Docs for TRLX: the neXt generation Reinforcement Learning library for Transformers based architectures

mistobaan · January 10, 2023, 5:03am

Name of Project: trlx v0.5 Documentation and Examples

Proposal in one sentence: Improve the accessibility of trlx v0.5, a python library for fine-tuning language models using reinforcement learning, by adding more documentation and practical examples. GitHub Repo

Description of the project and what problem it is solving: trlx is a valuable tool for organizations using representation learning and reinforcement learning to study human preferences at scale. However, it can be difficult for new users to understand how to use the library and apply it to their projects without clear documentation and examples (see trlx @ readthedocs). This project aims to improve the accessibility of trlx by adding more documentation and practical examples, making it easier for a broader range of practitioners and engineers to learn how to use the library and benefit from its capabilities.

trlx is one of the many open source efforts of CarperAI

This aligns with the mission of the Algovera Foundation to support the development of decentralized AI products and provide resources for AI teams.

Grant Deliverables

Improved documentation for trlx v0.5, including installation instructions, usage examples, and explanations of key concepts and functions
At least 3 new practical examples showcasing the use of trlx in real-world scenarios
Updated README and code comments to reflect the updated documentation better.
Creation of a new tutorial or video walkthrough of trlx for new users to follow along with

Overall, the goal of these deliverables is to make trlx more accessible and easier to use for a wider range of practitioners and engineers. By providing clear documentation and practical examples, users will be able to understand better the capabilities and limitations of trlx and how to apply them to their own projects.

Squad Lead: Fabrizio Milo: I have a Master in Computer Science and I have been helping many open source projects in the AI field from the early days of tensorflow to the latest gpt-neox codebase (see user Mistobaan on github). I am passionate about AI and all the amazing thing is enabling. I am all in to accelerating this process.

Twitter handle: @fabmilo
Discord handle: mistobaan#2737

Mark · January 11, 2023, 1:33pm

This is a great project. I wonder if it makes sense to reach out to the BLOOM project? Do you know if they have anything similar?

silentspring30 · January 11, 2023, 11:49pm

Hi Fabrizio, great presentation yesterday. Thank you for all the open-source work you do!! Pretty impressive. I’d like to learn more about trlx.

I was wondering if the deliverables might be too ambitious for the small grant. Perhaps break it down into two months and two grants? Also are you planning to write it all yourself and produce the videos or trying to find someone from the community?

A good approach is to write and use a tutorial template yourself and then pass it on to someone who can do finetuning.

mistobaan · January 12, 2023, 8:18pm

Thank you! If you want to learn more trlx, then you are in luck! the outcome of this proposal will help you a lot

I was wondering if the deliverables might be too ambitious for the small grant. Perhaps break it down into two months and two grants? Also are you planning to write it all yourself and produce the videos or trying to find someone from the community?

For the documentation part I will use openai codex to quickly create the barebone documentation which I and the trlx maintainers will review.
Writing good examples is definitely the most laborious part as you want to have few at various levels of difficulty. I like the template idea so probably that would level 0 and will include the video on how to setup a basic workspace with trlx and how to install it and at run a toy model on a toy dataset (I am thinking nanoGPT of karphaty on a toy dataset tbd probably a command line completion dataset 8) .
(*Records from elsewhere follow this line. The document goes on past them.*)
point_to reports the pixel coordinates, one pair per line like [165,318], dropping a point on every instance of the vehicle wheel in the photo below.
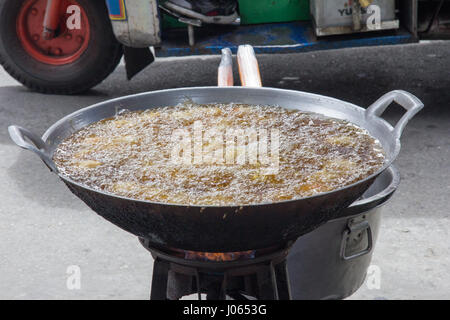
[73,61]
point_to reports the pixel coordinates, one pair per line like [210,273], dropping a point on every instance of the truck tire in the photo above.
[79,57]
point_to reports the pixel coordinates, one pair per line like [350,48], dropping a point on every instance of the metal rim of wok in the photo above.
[200,228]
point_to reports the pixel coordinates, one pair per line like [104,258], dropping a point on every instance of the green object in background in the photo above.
[260,11]
[267,11]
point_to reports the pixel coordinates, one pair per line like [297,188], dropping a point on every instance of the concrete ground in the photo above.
[45,230]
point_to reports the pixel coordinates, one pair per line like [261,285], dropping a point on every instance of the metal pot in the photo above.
[331,261]
[216,228]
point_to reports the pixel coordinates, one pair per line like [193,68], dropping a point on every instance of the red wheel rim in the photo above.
[66,47]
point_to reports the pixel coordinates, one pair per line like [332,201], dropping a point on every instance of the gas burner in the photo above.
[259,274]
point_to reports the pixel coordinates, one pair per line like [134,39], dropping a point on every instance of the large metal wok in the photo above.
[216,228]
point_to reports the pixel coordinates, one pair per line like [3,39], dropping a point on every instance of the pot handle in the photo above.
[38,146]
[407,100]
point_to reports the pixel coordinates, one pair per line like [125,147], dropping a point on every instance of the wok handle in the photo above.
[20,136]
[407,100]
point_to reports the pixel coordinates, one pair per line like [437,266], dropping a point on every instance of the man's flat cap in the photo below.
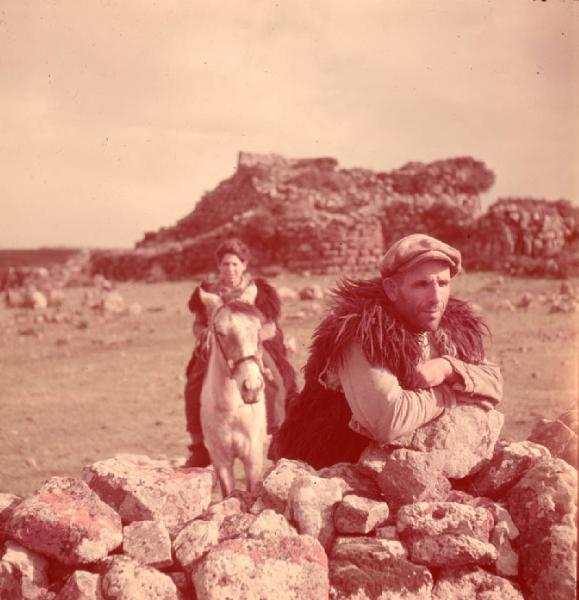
[416,248]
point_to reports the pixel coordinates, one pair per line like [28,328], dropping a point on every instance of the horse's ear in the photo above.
[267,331]
[210,301]
[249,294]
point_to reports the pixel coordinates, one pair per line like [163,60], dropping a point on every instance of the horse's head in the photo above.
[238,330]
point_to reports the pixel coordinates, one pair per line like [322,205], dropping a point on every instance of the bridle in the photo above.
[232,364]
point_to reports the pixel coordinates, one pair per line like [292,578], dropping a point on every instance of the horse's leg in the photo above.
[226,478]
[253,466]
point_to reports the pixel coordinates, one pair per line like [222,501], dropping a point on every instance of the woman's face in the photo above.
[231,270]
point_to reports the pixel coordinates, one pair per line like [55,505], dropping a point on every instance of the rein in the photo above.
[232,364]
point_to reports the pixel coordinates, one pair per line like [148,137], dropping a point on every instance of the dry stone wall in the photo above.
[310,215]
[525,236]
[307,214]
[136,528]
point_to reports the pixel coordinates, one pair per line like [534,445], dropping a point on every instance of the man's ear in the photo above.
[390,289]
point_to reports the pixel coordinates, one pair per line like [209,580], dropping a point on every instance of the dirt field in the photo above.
[72,393]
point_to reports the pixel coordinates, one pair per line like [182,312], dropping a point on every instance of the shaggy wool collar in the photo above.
[360,312]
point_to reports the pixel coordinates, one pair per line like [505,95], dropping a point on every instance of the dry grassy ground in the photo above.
[70,395]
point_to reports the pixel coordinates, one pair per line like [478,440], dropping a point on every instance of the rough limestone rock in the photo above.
[81,585]
[10,581]
[507,563]
[435,518]
[372,460]
[543,505]
[509,463]
[549,565]
[412,476]
[148,542]
[357,481]
[446,534]
[270,524]
[32,567]
[464,437]
[193,541]
[366,568]
[8,503]
[142,489]
[451,550]
[544,496]
[67,521]
[559,436]
[474,584]
[278,481]
[359,515]
[235,526]
[311,505]
[292,567]
[218,511]
[348,547]
[126,579]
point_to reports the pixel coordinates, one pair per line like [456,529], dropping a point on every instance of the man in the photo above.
[390,356]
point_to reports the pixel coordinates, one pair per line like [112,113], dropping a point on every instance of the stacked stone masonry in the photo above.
[136,528]
[308,214]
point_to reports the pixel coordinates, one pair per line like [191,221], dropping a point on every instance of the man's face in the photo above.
[231,270]
[420,295]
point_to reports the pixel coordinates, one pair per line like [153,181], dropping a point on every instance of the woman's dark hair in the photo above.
[233,246]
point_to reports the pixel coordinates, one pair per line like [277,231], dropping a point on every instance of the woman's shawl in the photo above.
[268,303]
[316,429]
[267,300]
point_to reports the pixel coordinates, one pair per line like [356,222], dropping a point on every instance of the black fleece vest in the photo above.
[316,429]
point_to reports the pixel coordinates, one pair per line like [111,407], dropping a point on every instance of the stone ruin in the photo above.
[307,214]
[528,237]
[450,512]
[310,215]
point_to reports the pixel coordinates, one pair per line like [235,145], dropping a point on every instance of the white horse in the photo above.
[233,407]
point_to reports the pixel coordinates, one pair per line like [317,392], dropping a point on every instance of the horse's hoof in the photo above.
[199,457]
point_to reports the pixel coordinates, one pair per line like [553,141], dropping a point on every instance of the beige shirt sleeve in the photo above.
[482,381]
[381,409]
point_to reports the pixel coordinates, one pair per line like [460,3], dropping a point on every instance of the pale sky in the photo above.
[116,116]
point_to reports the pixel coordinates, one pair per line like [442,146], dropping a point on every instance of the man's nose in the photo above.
[435,294]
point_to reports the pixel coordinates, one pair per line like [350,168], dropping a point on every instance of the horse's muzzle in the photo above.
[251,394]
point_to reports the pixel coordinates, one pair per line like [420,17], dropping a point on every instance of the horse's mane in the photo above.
[244,308]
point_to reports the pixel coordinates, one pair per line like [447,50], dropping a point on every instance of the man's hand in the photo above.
[433,372]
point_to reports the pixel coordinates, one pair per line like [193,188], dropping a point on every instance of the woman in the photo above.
[232,259]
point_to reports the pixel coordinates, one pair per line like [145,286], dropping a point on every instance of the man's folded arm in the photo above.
[483,380]
[381,408]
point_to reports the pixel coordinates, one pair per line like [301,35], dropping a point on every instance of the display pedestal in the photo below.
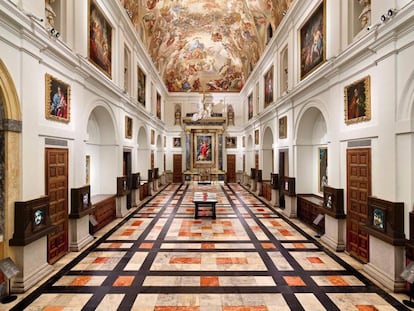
[79,233]
[32,262]
[121,207]
[155,184]
[253,185]
[386,264]
[259,189]
[135,197]
[335,232]
[275,198]
[290,206]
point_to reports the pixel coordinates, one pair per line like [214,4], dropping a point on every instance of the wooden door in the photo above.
[282,168]
[177,168]
[231,168]
[358,190]
[127,171]
[57,189]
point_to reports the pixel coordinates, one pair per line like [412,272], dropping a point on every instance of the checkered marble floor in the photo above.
[248,259]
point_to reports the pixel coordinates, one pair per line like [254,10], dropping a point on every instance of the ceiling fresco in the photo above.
[205,45]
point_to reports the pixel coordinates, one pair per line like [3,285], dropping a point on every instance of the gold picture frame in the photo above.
[313,41]
[128,127]
[283,127]
[231,142]
[100,39]
[204,147]
[57,99]
[357,97]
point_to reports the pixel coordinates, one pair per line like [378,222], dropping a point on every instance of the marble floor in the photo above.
[248,259]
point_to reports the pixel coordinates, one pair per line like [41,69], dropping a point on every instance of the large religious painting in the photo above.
[323,168]
[283,127]
[57,103]
[100,39]
[358,101]
[203,148]
[158,104]
[208,46]
[141,86]
[268,87]
[250,106]
[312,41]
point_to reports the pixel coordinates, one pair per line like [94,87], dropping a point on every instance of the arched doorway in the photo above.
[268,155]
[143,154]
[101,151]
[10,129]
[311,152]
Is my first request for grant to this community so I tried to have a strong value proposition but having another month of grant definitely will help and motivate. There is tons of very exciting work to be done in the next weeks!

Let me know if you want me to break it down this proposal in two parts or any advice to make it successful is welcome

Thanks

mistobaan · January 15, 2023, 7:10am

as far as I know, they only have the language model. Someone could implement a way to use it on top of trlx. they should be compatible with some glue code. needs more investigation if someone feels the hitch.

Mark · January 15, 2023, 7:45am

The repo summary is "A repo for distributed training of language models with Reinforcement Learning via Human Feedback (RLHF) " Is TRLX intended to also be used for pre-training/fine-tuning (without RLHF) ? There is a project TRL but it is not clear to me if TRLX is derived from that ?

mistobaan · January 19, 2023, 3:51pm

Yes, you would have to just have to configure a no-op for the RLHF part. It should be supported nicely anyway is the exact same pipeline without the final additional step of RL HF.